The history of directly identifiable personal data
Since the dawn of the mail-order catalog, directly identifiable personal data, was considered the bedrock of data-driven marketing. It included information that could be used to identify an individual, usually provided by the user themselves, such as name, email address, and phone number.
Directly identifiable personal data increased in importance as marketers shifted from approximations of people on digital channels to people-based marketing across all channels. It served as the primary record when marketers sought to bring multiple streams of data together to track the customer journey and create more personalized omnichannel experiences.
Then the world began to change. Advances in data collection and technology greatly expanded the data that was linked to a particular individual, and regulators across the globe started to enact new and impactful data privacy legislation addressing some of those realities. In response to these changes, the industry understanding of what’s considered personally identifiable information and the rules about how that data could be collected and used were no longer based on traditional standards.
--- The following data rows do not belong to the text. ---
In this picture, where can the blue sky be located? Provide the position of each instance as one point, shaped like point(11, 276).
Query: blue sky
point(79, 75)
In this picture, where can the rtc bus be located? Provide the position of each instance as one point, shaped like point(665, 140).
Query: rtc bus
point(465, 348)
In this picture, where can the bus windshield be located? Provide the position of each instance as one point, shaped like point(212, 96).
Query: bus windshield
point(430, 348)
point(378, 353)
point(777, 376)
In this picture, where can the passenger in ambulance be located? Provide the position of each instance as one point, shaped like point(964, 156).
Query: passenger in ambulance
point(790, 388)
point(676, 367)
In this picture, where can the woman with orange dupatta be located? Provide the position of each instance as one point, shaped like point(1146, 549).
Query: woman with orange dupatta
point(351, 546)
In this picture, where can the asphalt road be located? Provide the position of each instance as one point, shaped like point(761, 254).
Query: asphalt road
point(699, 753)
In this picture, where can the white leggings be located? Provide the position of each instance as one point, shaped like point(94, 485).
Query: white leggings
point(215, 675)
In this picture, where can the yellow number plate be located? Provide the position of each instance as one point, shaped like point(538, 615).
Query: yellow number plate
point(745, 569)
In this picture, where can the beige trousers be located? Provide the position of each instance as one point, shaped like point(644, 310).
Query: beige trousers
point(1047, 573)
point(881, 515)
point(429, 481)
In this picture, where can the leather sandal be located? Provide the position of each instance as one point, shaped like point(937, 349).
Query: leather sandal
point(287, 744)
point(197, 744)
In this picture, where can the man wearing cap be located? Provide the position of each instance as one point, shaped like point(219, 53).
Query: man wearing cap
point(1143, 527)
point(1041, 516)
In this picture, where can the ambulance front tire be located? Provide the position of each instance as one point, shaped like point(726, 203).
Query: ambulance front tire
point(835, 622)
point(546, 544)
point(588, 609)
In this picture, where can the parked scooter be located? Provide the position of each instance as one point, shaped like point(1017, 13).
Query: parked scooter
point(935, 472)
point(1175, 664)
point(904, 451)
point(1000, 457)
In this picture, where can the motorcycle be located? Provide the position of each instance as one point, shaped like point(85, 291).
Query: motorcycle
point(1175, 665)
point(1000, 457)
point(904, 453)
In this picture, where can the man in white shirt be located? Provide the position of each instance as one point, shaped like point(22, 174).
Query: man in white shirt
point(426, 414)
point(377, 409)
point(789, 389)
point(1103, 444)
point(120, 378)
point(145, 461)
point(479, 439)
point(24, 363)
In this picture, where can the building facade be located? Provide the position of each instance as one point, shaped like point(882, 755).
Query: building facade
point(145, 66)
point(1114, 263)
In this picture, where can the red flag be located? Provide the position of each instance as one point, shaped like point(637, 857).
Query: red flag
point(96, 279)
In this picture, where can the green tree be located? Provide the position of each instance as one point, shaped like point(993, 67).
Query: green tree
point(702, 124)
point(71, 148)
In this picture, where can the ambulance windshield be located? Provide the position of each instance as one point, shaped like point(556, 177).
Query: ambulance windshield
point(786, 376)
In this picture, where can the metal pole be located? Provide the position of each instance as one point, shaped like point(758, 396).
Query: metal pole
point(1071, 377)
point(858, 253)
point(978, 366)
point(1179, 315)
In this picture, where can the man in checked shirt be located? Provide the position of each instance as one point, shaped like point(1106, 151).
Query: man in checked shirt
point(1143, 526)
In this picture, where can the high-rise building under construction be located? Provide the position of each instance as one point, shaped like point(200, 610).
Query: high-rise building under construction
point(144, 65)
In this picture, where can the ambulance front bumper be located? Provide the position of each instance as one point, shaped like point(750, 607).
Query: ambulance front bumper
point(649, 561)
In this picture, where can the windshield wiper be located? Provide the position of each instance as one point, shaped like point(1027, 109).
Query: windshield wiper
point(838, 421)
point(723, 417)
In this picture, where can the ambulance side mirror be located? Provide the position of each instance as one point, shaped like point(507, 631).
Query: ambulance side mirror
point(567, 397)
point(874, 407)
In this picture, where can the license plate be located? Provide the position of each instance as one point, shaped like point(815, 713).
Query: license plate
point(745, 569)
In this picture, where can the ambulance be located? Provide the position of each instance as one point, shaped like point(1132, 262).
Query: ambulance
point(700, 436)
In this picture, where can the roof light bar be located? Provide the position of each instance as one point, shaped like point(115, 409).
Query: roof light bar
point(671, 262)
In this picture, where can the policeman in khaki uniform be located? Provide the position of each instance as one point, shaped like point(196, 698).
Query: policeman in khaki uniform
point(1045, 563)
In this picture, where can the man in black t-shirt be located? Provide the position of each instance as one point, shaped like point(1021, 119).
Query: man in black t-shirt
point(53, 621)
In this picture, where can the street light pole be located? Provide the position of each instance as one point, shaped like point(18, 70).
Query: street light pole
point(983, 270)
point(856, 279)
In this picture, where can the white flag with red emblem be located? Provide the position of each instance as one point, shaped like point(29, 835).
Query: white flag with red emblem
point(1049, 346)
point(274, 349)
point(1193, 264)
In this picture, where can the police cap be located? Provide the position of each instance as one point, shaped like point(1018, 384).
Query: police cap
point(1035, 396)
A diligent approach to ensure data privacy global compliance
Most marketers today know they need to keep data ethics and privacy compliance at the heart of all they do when using data for marketing purposes. Many understand the fundamentals of how data rules change across regions and have become better educated on the general differences between how personal data is defined by GDPR, CCPA, and other state-level regulations.
For example, GDPR broadly defines personal data and includes identified/identifiable data (any information that could be used to directly identify a person, such as mobile IDs, cookies, and IP addresses), pseudonymous data (scrambled or “hashed” identifiers that could be used indirectly to identify a person), and sensitive data (such as health information).
In the state of California, under CCPA and now CPRA, the definition of personal information is also very broad and covers directly identifiable information as well as pseudonymous and sensitive data (CPRA only), and also information linked at the household or device level. As the regulatory environment evolves, the complexity of data collection and use will continue to increase.
More and more, to diligently ensure compliance across all data-driven activities, marketers must work closely with their legal teams to conduct the due diligence necessary to review the data flows and classifications at their own organizations and with partners. Together, they must also establish formal processes to ensure they always aggregate and use personal data in an ethical way in support of delivering the best customer experience.
A rapidly changing landscape
On the horizon are new technologies that may soon help strengthen trust in the safe and effective use of data, such as unique tokenization, bloom filters, and privacy-enhancing technologies. Advanced privacy-enhancing technology unifies distributed data for collaboration and analytics without the need for data to be copied or moved. In the meantime, business leaders around the world must answer the call to ensure their legal teams have the proper training and are implementing appropriate processes and policies in each individual region, and that they have access to external counsel with the right expertise for these changing times.